Laird Koenig, décédé en 2023 à 95 ans, était un maître du thriller à l’américaine, au temps où les séries télé n’avaient pas dévasté la profession. Le thriller, à sa grande époque, était « écrit » ; il était découpé en séquences comme au cinéma ; il maintenait le suspense comme dans les romans policiers. Surtout, il faisait la part belle à la psychologie, au caractère des personnages. Le décor n’était qu’un prétexte pour mettre en avant les sentiments, les grandes questions humaines. L’auteur a fait des études de lettre et de psychologie, pas de cinéma ni de marketing. Les fraîchement retraités s’en souviennent, il a été coscénariste de Flipper le dauphin, série ado animale de 1964 à 1967.

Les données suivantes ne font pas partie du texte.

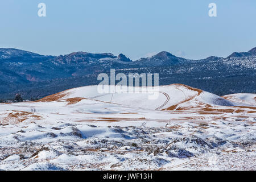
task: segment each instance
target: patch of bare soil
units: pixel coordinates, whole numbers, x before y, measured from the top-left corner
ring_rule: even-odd
[[[79,102],[83,99],[85,98],[83,97],[74,97],[66,99],[66,101],[68,102],[68,105],[71,105]]]

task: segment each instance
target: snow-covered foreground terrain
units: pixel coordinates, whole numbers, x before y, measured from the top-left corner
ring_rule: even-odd
[[[97,86],[0,104],[0,169],[256,169],[256,94]]]

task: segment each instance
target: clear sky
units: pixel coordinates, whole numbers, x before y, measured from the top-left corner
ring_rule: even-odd
[[[46,5],[39,17],[38,5]],[[217,5],[209,17],[208,5]],[[162,51],[189,59],[256,46],[255,0],[1,0],[0,47],[43,55]]]

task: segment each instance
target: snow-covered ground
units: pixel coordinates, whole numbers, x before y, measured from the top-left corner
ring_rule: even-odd
[[[75,88],[0,104],[0,169],[256,169],[256,94]]]

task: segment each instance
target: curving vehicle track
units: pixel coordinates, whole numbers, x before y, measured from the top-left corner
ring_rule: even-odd
[[[168,94],[167,94],[165,92],[162,92],[162,91],[159,91],[159,93],[163,94],[164,96],[166,96],[166,101],[164,102],[164,104],[163,104],[162,105],[160,105],[159,107],[158,107],[156,109],[155,109],[155,110],[158,110],[160,109],[161,108],[162,108],[163,106],[164,106],[168,102],[170,101],[170,96]]]

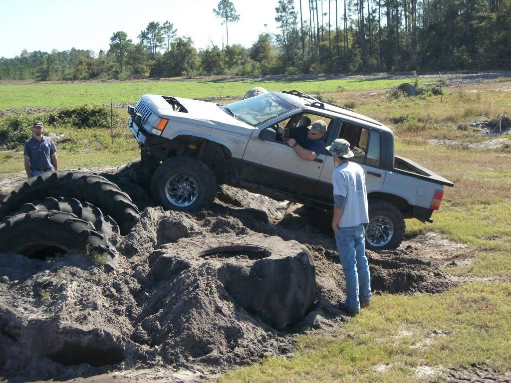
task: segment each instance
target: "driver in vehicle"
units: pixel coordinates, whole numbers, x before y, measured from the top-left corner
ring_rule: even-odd
[[[287,144],[304,159],[313,161],[324,148],[323,136],[327,128],[326,123],[321,119],[309,126],[298,126],[290,132]]]

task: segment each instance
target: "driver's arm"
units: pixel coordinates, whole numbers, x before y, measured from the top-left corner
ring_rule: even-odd
[[[294,138],[290,138],[287,141],[288,145],[292,148],[300,157],[307,161],[313,161],[318,156],[317,153],[312,150],[308,150],[298,145]],[[296,144],[296,145],[295,145]]]

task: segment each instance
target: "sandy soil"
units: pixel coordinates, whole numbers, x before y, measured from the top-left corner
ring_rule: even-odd
[[[23,179],[6,177],[0,190]],[[334,336],[350,320],[338,307],[344,281],[330,214],[224,186],[196,214],[146,209],[128,235],[111,239],[118,253],[113,272],[78,252],[45,260],[0,254],[2,375],[10,382],[213,381],[265,357],[292,357],[297,334]],[[233,245],[269,249],[272,262],[310,253],[315,295],[303,319],[274,328],[237,299],[229,271],[249,274],[267,254],[214,250]],[[440,267],[467,264],[471,252],[435,233],[396,250],[368,251],[373,288],[443,291],[460,281]],[[281,272],[282,280],[292,274]],[[286,288],[295,289],[276,290]]]

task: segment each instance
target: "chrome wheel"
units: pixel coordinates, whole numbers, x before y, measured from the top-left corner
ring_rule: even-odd
[[[384,246],[392,239],[394,225],[388,218],[375,217],[367,224],[365,229],[365,240],[374,247]]]
[[[172,176],[165,184],[165,195],[176,206],[189,206],[197,199],[199,187],[193,178],[186,174]]]

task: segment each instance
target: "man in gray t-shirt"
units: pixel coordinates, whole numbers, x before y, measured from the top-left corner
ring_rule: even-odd
[[[25,141],[24,148],[25,159],[25,171],[27,178],[59,170],[59,160],[57,158],[57,149],[51,138],[43,135],[44,126],[40,121],[36,121],[32,126],[34,135]]]
[[[346,301],[341,308],[358,313],[371,299],[369,264],[365,256],[364,224],[369,222],[365,174],[353,157],[350,143],[337,138],[327,150],[338,166],[332,175],[334,215],[332,228],[346,279]]]

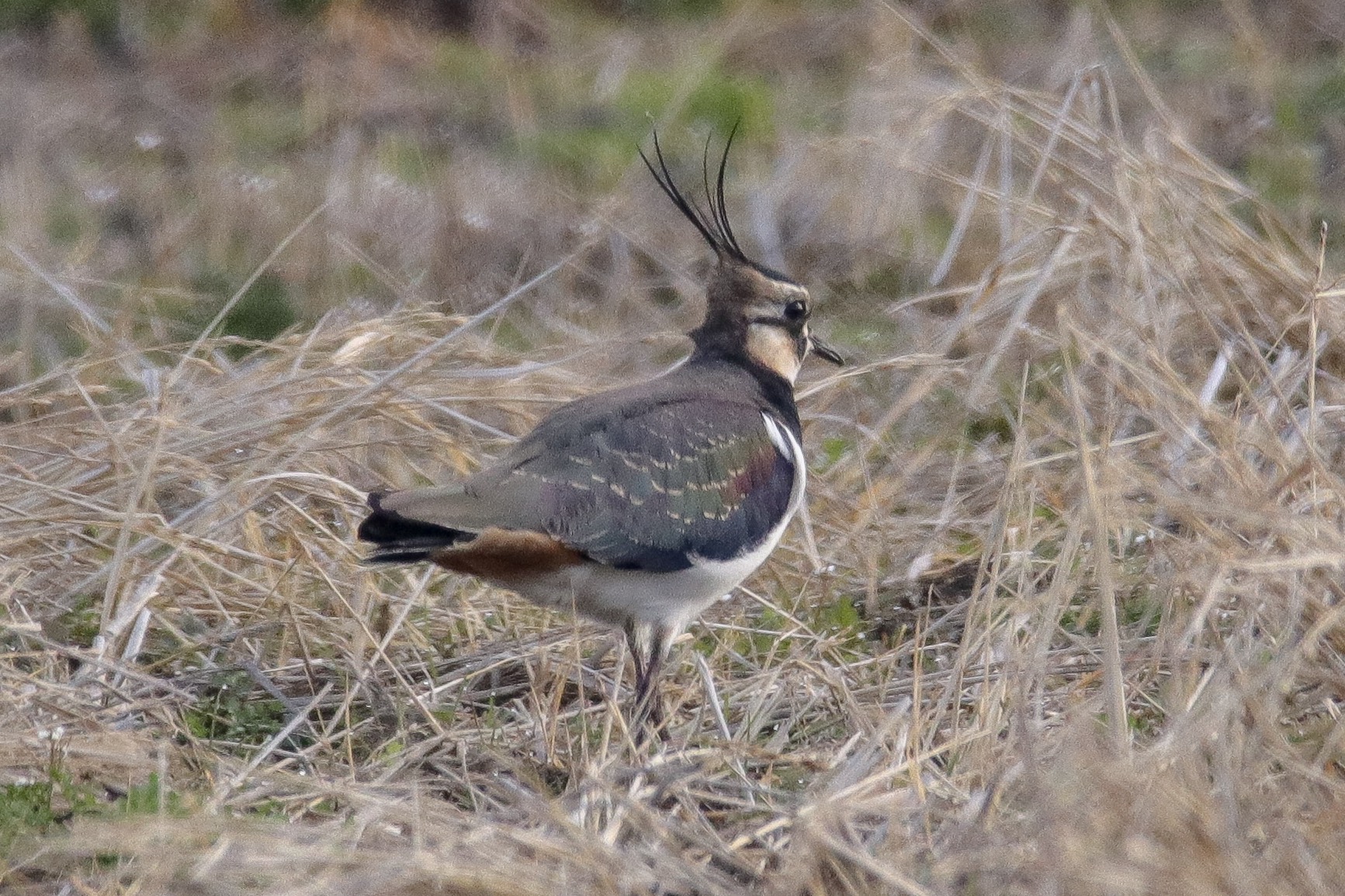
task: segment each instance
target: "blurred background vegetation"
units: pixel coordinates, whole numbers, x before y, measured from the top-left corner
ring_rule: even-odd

Dans cet opus, nous sommes à New York en 1980. La ville est une Babylone soupçonnée de tous les péchés, la ville satanique par excellence où, en particulier à la fin des années 70, toute la faune marginale et désaxée se retrouve pour des crimes sans nom. Crise économique, irruption du Sida, prostitution, enlèvements, pauvreté. La police est débordée, corrompue, fonctionnaire. Elle touche, elle ramasse, elle ne fout rien. La ville se désagrège, la drogue fait des ravages et la violence est permanente. Comme le dit une journaliste dans le roman, une jeune femme seule le soir sur un trottoir a de grandes chances de se faire voler, violer, trucider – dans cet ordre.

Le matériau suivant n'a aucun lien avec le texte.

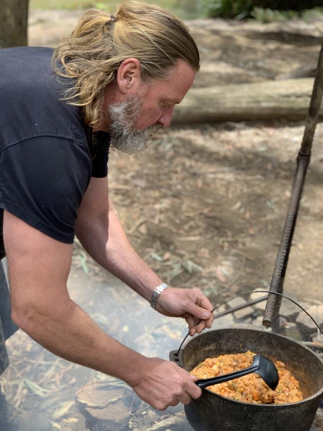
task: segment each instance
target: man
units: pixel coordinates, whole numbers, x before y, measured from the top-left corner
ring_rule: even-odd
[[[168,126],[199,61],[180,21],[135,2],[111,16],[85,13],[54,52],[0,51],[0,208],[12,319],[48,350],[124,380],[159,410],[199,397],[196,379],[104,333],[66,283],[76,234],[157,311],[185,319],[191,335],[211,327],[202,292],[167,286],[131,247],[107,187],[109,145],[133,154]]]

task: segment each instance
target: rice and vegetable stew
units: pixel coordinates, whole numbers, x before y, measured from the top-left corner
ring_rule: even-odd
[[[207,379],[238,371],[250,366],[255,354],[248,350],[245,353],[208,358],[193,368],[190,374],[199,379]],[[279,381],[274,391],[270,389],[261,377],[255,373],[208,386],[208,389],[224,397],[256,404],[284,404],[302,400],[302,392],[299,389],[299,383],[290,371],[286,369],[285,364],[281,361],[276,361],[275,365],[278,371]]]

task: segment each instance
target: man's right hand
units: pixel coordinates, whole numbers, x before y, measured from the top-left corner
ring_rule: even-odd
[[[154,408],[164,410],[178,403],[188,404],[192,399],[201,395],[202,390],[194,383],[197,377],[174,362],[159,358],[146,359],[142,373],[131,386],[142,400]]]

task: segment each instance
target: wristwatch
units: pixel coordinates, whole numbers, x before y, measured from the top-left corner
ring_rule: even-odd
[[[157,305],[157,301],[159,298],[161,293],[163,292],[165,289],[169,287],[168,284],[165,283],[162,283],[158,286],[156,289],[154,289],[152,293],[152,296],[150,297],[150,305],[154,310],[156,309],[156,305]]]

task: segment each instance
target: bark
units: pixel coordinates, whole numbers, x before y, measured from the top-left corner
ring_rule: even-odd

Susannah Bartok, tout fraîchement débarquée de sa Californie, où elle a couvé un beau bébé blond aux yeux bleus de désormais 2 ans, l’apprend à ses dépens : tout peut arriver. Par exemple, son gamin vaut 100 000 $ sur le marché de l’adoption illégale. Elle a quitté le doux soleil californien qui a doré son bébé à cause de Scott, le géniteur qui l’a quittée pour une plus jeune. C’était l’époque décérébrée du Californien-type, trop magnifiée par ceux qui pensaient y voir la liberté : aucune lecture, baise à tout va, surf, et drogue en stimulant. Susannah a pris son enfant et des vêtements légers pour s’envoler voir son père, dans le nord-est des États-Unis. Elle n’avait pas prévu le retard d’avion, le froid polaire, la grande ville anonyme et dangereuse. C’est qu’une femme agit par impulsion, sans réflexion : nombreux sont les romans policiers américains à mettre ce genre de comportement en évidence, bon ressort d’intrigue. Les personnages doivent ressembler à leurs lectrices.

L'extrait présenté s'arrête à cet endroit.